Metformin counters the insulin-induced suppression of fatty acid oxidation and stimulation of triacylglycerol storage in rodent skeletal muscle

¹Department of Human Health and Nutritional Sciences, University of Guelph, Guelph, Ontario; and ²Departments of Pediatrics and Pharmacology, University of Alberta, Edmonton, Alberta, Canada

Submitted 16 June 2005 ; accepted in final form 1 February 2006

The present study examined the acute effects of metformin on fatty acid (FA) metabolism in oxidative soleus (SOL) and glycolytic epitrochlearis (EPT) rodent muscle. SOL and EPT were incubated for either 30 or 180 min in the absence or presence of 2 mM metformin and with or without insulin (10 mU/ml). Metformin did not alter basal FA metabolism but countered the effects of insulin on FA oxidation and incorporation into triacylglyerol (TAG). Specifically, metformin prevented the insulin-induced suppression of FA oxidation in SOL but did not alter FA incorporation into lipid pools. In contrast, in EPT metformin blunted the incorporation of FA into TAG when insulin was present but did not alter FA oxidation. In SOL, metformin resulted in a 50% increase in AMP-activated protein kinase 2 activity and prevented the insulin-induced increase in malonyl-CoA content.

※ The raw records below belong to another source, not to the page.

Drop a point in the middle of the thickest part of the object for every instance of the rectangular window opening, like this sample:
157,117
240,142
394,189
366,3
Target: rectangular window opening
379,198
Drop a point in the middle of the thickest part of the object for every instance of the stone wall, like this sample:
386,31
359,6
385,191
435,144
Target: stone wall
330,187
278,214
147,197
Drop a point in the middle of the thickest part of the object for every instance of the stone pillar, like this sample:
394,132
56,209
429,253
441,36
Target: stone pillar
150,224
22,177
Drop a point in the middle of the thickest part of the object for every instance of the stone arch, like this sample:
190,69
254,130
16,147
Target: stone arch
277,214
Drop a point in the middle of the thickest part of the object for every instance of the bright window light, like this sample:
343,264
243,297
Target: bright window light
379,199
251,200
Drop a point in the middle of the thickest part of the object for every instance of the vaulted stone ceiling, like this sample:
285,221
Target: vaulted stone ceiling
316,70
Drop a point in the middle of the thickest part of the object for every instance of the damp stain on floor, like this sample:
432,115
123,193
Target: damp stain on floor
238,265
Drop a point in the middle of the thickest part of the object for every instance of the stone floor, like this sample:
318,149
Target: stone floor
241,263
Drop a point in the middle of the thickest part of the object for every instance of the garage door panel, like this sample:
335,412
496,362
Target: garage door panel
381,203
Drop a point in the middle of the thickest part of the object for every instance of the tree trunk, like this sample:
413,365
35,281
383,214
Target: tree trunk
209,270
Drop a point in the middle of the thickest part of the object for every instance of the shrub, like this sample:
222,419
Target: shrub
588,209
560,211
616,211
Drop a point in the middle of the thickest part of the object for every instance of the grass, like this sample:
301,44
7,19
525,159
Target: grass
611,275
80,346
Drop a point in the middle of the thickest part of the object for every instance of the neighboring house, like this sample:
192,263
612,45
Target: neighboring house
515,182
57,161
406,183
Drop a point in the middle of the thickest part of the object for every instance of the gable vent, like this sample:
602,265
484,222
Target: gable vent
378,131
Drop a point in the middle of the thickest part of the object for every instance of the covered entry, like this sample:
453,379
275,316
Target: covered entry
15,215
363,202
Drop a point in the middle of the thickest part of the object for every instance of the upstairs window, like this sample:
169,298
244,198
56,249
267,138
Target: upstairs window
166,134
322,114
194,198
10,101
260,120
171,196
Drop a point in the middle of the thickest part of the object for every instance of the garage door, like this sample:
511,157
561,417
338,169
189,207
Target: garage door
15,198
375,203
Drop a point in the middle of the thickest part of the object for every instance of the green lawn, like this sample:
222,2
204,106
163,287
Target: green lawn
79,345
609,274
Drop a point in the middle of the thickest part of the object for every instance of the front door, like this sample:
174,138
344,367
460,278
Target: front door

In both fiber types, basal and insulin-stimulated glucose oxidation were not significantly altered by metformin. All effects were similar regardless of whether they were measured after 30 or 180 min. Because increased muscle lipid storage and impaired FA oxidation have been associated with insulin resistance in this tissue, the ability of metformin to reverse these abnormalities in muscle FA metabolism may be a part of the mechanism by which metformin improves glucose clearance and insulin sensitivity. The present data also suggest that increased glucose clearance is not due to its enhanced subsequent oxidation. Additional studies are warranted to determine whether chronic metformin treatment has similar effects on muscle FA metabolism.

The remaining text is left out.